The Tennessee Highway Patrol tells News 5 that without fail they see a spike in DUI-related accidents on the first and last days of the year.
"People get out and party on New Year’s Eve. We just try to keep the crashes down," said THP Sergeant Ken Wright.
Wright tells us this year they are using information from the Tennessee Integrated Traffic Analysis database, also known as TITAN, to help decide on the best places for DUI checkpoints. "We’ve got stats on what roads have the most of the DUI's, and the travel routes from the bars that are mostly commonly used. And that’s where we focus our DUI concentrations," said Wright.

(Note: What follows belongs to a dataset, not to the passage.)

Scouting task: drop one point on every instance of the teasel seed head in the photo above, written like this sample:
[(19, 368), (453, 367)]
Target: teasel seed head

To date, there have been 975 traffic-related fatalities in Tennessee this year, just 33 short of 1,008 fatalities recorded in 2012. Wright tells us troopers will hold checkpoints in all 13 counties in their district to help keep this year's number from rising.
The Tennessee Highway Patrol is not alone in their pursuit. The Washington County, Virginia Sheriff's Department will have extra officers starting Monday. "It will actually start a couple of days before and run all the way through New Year's Day. That comes from grants funded by the state to put extra officers out," said Jason Shepherd of the Washington County, Virginia Sheriff’s Department.
Shepherd tells us drivers can help them out by being extra cautious after the clock strikes midnight. "[From] 10 p.m. to 3 a.m., you've got 5 hours there, that's probably when your[accident] rates are higher. More people are out and about on roadways, traveling to get home from wherever they spent New Year’s," said Shepherd.
The Tennessee Highway Patrol will conduct a "No Refusal" campaign starting Monday night through Wednesday night. They will seek search warrants for blood samples in cases involving suspected impaired drivers.
Washington County, Tennessee is one of eight counties in the state that will be a part of the campaign.